Moving evenly, a student weighing 40 kg lifted a load weighing 10 kg to the 2nd floor of a school building located at a height of 3m. Moving evenly, another student weighing 45 kg lifted a load weighing 8 kg to the same height. Which of them did the big work?

m1 = 40 kg.
m2 = 10 kg.
m3 = 45 kg.
m4 = 8 kg.
h = 3 m.
g = 9.8 m / s ^ 2.
A1 -?
A2 -?
The work that boy A did is equal to the change in potential energy En: A = ΔEp.
ΔEn = En – Eno, where Eno is the potential energy at the beginning, En is the potential energy at the end of the ascent.

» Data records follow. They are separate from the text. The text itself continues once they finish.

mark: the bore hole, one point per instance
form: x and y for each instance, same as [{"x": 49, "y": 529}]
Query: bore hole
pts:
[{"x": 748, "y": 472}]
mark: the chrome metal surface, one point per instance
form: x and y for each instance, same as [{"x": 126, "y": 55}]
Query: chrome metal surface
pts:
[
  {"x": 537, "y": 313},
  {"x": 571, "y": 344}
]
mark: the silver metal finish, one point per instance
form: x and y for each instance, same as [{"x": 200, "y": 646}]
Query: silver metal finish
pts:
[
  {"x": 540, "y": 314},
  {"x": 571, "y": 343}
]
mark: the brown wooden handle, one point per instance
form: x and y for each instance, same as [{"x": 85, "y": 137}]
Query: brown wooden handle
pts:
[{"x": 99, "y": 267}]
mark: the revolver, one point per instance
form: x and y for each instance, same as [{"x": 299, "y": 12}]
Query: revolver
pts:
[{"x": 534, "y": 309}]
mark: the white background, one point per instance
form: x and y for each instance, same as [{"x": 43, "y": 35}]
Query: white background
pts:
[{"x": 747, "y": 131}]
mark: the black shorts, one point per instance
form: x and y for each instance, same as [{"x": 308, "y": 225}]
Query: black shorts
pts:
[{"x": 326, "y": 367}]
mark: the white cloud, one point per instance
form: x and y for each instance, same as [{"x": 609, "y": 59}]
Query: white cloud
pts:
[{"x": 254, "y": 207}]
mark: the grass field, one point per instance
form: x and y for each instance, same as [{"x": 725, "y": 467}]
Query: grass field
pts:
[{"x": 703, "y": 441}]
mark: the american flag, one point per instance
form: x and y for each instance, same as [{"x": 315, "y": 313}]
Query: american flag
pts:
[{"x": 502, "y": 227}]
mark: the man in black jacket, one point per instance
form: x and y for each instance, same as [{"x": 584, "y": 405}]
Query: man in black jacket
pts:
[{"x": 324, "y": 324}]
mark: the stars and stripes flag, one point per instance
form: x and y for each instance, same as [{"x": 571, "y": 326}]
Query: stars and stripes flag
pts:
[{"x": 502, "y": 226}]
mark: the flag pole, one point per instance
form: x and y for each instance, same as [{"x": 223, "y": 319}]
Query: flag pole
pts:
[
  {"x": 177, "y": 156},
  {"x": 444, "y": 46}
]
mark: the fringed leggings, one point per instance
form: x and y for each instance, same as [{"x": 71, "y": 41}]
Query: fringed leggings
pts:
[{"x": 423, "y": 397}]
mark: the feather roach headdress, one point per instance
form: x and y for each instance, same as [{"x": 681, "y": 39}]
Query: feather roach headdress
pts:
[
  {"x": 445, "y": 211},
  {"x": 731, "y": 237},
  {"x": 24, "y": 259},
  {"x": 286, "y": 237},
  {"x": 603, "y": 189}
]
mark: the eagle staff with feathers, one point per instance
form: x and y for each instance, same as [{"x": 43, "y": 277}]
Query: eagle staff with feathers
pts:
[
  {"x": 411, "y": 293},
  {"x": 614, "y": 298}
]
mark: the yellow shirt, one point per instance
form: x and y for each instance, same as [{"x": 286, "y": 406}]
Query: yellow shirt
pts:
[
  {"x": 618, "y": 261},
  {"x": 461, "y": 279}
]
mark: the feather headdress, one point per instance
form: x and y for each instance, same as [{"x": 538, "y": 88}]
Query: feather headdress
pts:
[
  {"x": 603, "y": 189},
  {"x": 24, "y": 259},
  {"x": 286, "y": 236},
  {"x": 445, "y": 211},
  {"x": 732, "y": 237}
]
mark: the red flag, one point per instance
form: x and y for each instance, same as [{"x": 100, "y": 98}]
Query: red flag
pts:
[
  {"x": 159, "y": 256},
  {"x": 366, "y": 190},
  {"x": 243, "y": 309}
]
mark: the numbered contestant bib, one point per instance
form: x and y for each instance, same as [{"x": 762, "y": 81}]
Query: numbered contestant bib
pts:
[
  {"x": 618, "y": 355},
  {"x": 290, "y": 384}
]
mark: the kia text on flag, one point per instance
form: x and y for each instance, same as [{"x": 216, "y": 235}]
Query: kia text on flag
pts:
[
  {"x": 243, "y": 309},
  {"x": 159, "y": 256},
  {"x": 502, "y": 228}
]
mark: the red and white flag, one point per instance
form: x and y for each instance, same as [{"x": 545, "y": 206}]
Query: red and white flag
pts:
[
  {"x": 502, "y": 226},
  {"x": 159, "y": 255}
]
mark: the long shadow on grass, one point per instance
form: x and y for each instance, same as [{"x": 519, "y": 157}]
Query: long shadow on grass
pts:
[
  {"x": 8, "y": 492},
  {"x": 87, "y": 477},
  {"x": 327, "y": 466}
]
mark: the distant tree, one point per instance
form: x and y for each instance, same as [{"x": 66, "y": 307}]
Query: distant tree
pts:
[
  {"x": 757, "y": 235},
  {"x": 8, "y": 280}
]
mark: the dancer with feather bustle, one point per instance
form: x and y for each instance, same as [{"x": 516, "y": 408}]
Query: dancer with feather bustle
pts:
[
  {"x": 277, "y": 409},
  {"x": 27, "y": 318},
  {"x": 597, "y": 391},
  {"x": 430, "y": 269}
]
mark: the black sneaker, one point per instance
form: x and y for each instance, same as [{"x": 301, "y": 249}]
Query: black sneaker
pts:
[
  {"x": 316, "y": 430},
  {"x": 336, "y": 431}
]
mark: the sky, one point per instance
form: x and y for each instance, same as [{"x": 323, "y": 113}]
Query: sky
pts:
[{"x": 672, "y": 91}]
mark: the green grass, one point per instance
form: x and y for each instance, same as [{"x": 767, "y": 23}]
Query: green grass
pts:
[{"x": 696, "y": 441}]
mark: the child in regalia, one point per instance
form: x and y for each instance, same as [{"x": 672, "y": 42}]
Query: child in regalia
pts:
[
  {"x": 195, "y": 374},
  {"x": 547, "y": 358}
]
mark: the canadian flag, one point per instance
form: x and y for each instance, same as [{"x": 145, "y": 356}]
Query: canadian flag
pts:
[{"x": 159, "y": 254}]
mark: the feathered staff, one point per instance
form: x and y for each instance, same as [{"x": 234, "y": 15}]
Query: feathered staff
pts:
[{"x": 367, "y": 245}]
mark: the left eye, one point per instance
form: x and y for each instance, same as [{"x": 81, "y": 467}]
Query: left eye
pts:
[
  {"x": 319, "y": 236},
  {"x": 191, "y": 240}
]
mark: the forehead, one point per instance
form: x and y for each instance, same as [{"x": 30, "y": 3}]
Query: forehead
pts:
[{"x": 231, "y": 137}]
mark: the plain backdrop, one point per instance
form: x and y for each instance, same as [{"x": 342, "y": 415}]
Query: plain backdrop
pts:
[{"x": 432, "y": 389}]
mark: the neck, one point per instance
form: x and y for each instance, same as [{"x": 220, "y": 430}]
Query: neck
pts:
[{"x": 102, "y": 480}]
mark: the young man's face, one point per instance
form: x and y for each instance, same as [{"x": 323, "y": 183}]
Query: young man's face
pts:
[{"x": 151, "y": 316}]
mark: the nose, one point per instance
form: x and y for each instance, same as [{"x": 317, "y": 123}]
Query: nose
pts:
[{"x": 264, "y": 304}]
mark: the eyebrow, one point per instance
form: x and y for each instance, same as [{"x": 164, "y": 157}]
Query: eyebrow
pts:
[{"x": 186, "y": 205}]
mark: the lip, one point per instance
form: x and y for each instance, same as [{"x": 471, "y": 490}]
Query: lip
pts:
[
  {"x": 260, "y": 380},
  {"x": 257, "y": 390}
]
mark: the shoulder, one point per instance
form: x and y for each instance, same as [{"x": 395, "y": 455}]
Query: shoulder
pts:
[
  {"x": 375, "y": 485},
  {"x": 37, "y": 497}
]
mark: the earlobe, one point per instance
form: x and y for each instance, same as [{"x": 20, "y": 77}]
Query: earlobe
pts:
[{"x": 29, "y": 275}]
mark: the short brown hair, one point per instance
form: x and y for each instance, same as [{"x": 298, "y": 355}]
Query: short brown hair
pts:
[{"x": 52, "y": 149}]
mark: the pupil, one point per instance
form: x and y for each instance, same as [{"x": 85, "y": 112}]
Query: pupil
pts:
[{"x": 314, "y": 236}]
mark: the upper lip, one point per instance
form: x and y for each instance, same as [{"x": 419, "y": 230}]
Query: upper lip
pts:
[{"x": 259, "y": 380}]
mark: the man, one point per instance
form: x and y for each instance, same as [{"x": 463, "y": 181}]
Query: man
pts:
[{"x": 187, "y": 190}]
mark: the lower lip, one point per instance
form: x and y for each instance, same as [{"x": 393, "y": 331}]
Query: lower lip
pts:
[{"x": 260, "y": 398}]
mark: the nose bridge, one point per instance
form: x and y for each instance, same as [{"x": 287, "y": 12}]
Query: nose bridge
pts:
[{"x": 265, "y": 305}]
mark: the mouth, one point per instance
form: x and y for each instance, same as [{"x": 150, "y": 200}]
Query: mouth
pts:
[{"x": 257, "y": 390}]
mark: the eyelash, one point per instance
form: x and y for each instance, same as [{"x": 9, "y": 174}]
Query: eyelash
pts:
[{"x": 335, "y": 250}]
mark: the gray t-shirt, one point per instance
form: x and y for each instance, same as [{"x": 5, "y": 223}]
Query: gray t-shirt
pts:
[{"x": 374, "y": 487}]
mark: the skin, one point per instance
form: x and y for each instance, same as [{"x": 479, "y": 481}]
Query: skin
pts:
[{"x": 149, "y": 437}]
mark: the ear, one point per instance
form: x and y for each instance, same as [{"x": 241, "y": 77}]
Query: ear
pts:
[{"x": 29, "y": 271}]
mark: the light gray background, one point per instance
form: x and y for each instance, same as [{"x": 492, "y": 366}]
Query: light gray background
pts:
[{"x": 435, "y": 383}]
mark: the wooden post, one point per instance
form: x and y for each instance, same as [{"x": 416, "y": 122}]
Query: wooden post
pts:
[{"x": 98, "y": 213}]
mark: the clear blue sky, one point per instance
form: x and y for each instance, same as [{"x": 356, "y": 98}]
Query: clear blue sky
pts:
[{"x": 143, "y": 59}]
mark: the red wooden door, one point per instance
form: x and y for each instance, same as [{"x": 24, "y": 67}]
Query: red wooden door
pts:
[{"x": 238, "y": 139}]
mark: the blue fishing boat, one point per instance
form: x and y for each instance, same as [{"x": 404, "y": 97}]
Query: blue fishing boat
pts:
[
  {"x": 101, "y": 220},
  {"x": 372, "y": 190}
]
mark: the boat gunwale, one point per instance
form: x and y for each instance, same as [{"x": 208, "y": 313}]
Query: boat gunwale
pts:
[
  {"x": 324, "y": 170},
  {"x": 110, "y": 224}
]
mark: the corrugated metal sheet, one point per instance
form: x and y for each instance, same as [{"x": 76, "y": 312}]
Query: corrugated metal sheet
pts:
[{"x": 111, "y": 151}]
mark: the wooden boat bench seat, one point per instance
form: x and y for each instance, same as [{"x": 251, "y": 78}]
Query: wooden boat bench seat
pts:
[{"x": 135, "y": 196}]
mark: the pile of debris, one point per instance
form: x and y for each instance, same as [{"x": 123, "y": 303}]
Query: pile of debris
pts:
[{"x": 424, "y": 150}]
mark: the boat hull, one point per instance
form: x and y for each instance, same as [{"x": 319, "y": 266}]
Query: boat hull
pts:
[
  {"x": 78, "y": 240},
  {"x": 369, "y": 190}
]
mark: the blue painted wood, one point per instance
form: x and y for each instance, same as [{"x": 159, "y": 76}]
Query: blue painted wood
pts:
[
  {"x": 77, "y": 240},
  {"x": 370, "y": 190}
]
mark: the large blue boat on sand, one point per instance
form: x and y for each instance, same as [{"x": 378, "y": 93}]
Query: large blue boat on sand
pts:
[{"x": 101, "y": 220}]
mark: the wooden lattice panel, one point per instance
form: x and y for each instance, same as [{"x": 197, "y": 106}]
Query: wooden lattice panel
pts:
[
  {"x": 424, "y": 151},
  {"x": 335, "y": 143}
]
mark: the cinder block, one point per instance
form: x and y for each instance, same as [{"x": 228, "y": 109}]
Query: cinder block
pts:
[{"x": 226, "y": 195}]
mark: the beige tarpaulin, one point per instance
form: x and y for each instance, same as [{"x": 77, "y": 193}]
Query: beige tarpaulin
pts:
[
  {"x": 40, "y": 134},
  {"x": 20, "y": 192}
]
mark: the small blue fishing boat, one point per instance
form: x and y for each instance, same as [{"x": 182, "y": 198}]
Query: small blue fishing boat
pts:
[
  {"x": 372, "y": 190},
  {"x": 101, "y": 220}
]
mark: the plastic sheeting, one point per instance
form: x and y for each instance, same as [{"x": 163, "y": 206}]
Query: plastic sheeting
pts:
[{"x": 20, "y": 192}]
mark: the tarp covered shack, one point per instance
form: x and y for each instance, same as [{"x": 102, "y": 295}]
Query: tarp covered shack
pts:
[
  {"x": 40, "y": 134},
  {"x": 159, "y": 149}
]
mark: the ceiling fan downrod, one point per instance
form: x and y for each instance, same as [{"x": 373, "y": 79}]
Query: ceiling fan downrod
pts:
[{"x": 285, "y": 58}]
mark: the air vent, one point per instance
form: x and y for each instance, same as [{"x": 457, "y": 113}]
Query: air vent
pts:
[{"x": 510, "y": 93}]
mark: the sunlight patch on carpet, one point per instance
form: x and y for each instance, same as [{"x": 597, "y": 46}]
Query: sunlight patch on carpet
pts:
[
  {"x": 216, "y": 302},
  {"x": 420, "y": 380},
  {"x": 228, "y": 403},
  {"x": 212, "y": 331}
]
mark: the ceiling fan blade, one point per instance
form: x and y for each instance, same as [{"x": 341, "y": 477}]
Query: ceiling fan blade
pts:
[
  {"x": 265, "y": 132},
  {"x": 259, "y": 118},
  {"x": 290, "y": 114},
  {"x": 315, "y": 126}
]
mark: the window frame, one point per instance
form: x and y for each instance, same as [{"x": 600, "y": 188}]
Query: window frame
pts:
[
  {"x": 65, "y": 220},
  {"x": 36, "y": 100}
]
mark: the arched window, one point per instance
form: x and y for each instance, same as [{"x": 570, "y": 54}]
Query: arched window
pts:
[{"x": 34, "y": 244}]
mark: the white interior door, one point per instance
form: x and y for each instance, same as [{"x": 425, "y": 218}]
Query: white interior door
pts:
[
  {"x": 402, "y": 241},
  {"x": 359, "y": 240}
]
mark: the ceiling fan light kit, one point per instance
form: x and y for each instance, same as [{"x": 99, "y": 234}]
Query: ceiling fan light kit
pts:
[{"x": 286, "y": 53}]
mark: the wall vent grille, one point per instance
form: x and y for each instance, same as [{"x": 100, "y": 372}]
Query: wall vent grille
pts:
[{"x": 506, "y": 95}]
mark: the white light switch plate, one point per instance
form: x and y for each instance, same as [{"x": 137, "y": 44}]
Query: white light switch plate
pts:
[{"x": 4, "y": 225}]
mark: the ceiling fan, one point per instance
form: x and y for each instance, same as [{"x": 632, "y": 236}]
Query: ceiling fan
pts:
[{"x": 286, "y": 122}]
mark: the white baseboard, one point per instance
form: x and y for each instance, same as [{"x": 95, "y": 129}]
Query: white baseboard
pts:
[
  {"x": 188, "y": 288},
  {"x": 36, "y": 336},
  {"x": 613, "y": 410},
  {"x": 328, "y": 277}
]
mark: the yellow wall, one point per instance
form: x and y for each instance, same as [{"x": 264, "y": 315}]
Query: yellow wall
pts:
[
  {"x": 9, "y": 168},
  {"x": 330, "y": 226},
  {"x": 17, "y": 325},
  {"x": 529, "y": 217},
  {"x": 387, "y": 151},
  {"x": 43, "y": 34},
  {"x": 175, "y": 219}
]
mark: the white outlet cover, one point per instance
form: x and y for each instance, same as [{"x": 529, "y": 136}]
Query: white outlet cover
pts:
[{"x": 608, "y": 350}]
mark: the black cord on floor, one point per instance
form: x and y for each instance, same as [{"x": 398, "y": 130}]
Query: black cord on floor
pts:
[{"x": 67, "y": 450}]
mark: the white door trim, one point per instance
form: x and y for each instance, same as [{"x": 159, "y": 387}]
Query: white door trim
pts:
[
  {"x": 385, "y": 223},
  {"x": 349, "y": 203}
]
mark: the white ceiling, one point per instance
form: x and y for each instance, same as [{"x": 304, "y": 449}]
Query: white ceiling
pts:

The potential energy is determined by the formula En = m * g * h, where m is the mass, g is the acceleration of gravity, h is the height.
Since at the moment of movement h = 0, then A = En.
The work done by the first student A1 = (m1 + m2) * g * h.
A1 = (40 kg + 10 kg) * 9.8 m / s ^ 2 * 3 m = 1470 J.
The work done by the second student A2 = (m3 + m4) * g * h.
A2 = (45 kg + 8 kg) * 9.8 m / s ^ 2 * 3 m = 1558.2 J.
Answer: The second boy did more work than the first.